The x axis is the same as the first graph, Wikipedia pages from highest to lowest Dolan index. A well linked page has a low Dolan index, but a High PageRank, so I used the reciprocal of PageRank for the y axis. I've also added a log best fit line.

Comparing with PageRank seems to indicate there is a reasonable correlation between Dolan index and PageRank, which is indicated by the fact the first and second graphs have a similar shape.

PageRank is only given in integer values between 1-10 (realistically, all Wikipedia pages have a PageRank between 3-7), so I’ve smoothed the curve using a moving average.

This seems to lend some weight to the Dolan Index as a measure.

I’ve also made a comparison between the Dolan index the number of results returned when searching for a person’s name (without quotes) in Google search. It should be noted that this number seems to be quite unstable - a search will give a slightly different number of results from one day to the next. I’ve used a log scale because of the range of results.






There is barely any correlation here, except a very low values of Dolan index. Despite this, it’s still possible for the number of Google results to be useful, as becomes in apparent when trying to improve my measure of ‘importance’.

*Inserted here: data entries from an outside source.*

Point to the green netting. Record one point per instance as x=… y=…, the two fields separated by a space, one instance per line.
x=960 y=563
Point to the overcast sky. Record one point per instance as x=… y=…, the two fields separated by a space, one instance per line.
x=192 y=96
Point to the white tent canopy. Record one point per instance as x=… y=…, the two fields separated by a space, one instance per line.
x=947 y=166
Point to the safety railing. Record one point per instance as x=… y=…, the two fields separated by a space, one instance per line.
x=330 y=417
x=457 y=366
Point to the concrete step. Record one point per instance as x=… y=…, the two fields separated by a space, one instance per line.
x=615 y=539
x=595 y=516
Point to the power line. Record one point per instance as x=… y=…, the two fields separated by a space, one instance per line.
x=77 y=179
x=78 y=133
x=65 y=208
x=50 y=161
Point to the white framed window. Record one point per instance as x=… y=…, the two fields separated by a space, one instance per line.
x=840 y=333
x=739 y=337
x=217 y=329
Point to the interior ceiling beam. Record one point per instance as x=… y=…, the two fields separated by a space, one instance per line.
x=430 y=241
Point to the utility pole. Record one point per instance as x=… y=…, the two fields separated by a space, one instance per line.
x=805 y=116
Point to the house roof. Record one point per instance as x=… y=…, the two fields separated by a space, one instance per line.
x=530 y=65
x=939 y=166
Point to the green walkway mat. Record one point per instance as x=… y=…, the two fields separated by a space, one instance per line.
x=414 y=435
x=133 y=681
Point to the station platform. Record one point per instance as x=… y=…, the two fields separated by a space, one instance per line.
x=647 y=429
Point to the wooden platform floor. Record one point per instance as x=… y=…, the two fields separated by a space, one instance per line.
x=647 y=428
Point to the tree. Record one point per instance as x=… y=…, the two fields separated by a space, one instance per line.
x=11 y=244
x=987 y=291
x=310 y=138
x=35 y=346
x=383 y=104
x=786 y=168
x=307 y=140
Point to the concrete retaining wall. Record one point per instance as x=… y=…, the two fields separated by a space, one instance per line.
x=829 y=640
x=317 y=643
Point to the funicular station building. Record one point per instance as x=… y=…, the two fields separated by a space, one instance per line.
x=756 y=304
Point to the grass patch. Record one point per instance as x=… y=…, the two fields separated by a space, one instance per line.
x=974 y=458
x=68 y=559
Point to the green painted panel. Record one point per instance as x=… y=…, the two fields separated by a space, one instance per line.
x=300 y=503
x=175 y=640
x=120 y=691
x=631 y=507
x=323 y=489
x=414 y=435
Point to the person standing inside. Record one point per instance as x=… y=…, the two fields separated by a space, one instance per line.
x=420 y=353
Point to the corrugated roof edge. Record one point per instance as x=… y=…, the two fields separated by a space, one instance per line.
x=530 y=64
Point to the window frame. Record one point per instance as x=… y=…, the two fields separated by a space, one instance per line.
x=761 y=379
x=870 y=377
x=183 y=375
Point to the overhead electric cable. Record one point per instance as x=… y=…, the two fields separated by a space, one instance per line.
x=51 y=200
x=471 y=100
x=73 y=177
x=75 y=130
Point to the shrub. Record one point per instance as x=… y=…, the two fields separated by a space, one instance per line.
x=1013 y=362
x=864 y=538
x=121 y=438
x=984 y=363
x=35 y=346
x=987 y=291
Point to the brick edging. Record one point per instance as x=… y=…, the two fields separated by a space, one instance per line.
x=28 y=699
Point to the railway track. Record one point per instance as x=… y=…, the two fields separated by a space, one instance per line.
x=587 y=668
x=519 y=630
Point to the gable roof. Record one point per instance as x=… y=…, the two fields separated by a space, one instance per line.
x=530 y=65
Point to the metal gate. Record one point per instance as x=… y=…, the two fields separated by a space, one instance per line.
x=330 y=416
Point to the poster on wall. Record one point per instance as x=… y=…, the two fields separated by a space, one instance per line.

A suggestion for improvement
The problem with all the measures seems to be the noise inherent in the system. While Dolan Index, PageRank and number of Google results all provide a rough guide to ‘importance’ or ‘interest’ overall, each of them frequently gives unlikely results. How about using a mixture of all three? Here is a table comparing the top 25 dead people by Dolan index and using a hybrid measure of importance constructed from all three metrics.

Dolan index Hybrid measure
Pope John Paul II Michael Jackson
Michael Jackson Jesus
John F. Kennedy Ronald Reagan
Gerald Ford Jimi Hendrix
Mircea Eliade Abraham Lincoln
Peter Jennings Adolf Hitler
John Lennon Albert Einstein
Adolf Hitler William Shakespeare
Harry S. Truman Charles Darwin
Rold Reagan Oscar Wilde
J. R. R. Tolkien Woodrow Wilson
James Brown Isaac Newton
Anthony Burgess Elvis Presley
Elvis Presley Walt Disney
Christopher Reeve John Lennon
Susan Oliver George Washington
Franklin D. Roosevelt John F. Kennedy
Winston Churchill Timur
Ernest Hemingway Martin Luther
Theodore Roosevelt Voltaire


To get the hybrid measure I just messed around until things felt right. Here is the formula I came up with:

Hybrid measure = ((1/Dolan index)x 20) + (PageRank x0.6) + (log(number of results)x 0.6)

For some reason additive formulas give better results than multiplicative ones.

Using the hybrid measure seems to have removed the surprises (like Peter Jennings) although you might still argue that Oscar Wilde or Jimi Hendrix are much too high. Michael Jackson comes out as bigger than Jesus, but then he is an exceptionally famous person, and he died much more recently than Jesus. Timur (AKA Tamerlane) is a bit of a curiosity.

I considered ignoring Number of Google results because its such a noisy dataset, however it’s the only reason that Jesus appears at all in this list, he gets a very low ranking (4.01) from the Dolan Index. Any formula which brings Jesus out on top (which I think you could make a reasonable case for his deserving, at least over Michael Jackson!), gives all kinds of strage results elsewhere.

I am a bit suspicious of "number of google results" metric. In addition to volatility Number of results fails to take into account that occurrences of words such as "Newtonian" should probably count towards Newton's ranking, but that people called David Mitchell will benefit artificially from the fact that at least two famous people share the name.

Any further investigation would have to consider what made a person ‘important’ – would it simply be how prominent they are in the minds of people (Michael Jackson and Jimi Hendrix) or would it reflect how influential they were (Charles Darwin for example, or the notably absent Karl Marx)?

I love the idea that the web reflects the collective conciousness, a kind of super-brain aggregation of human knowlege.

Just this week the idea of reflecting the whole of reality in one enormous computer system was promoted by Dirk Helbing, although my formula doesn't rate him as very important, so I'm unsure as to how seriously to take this.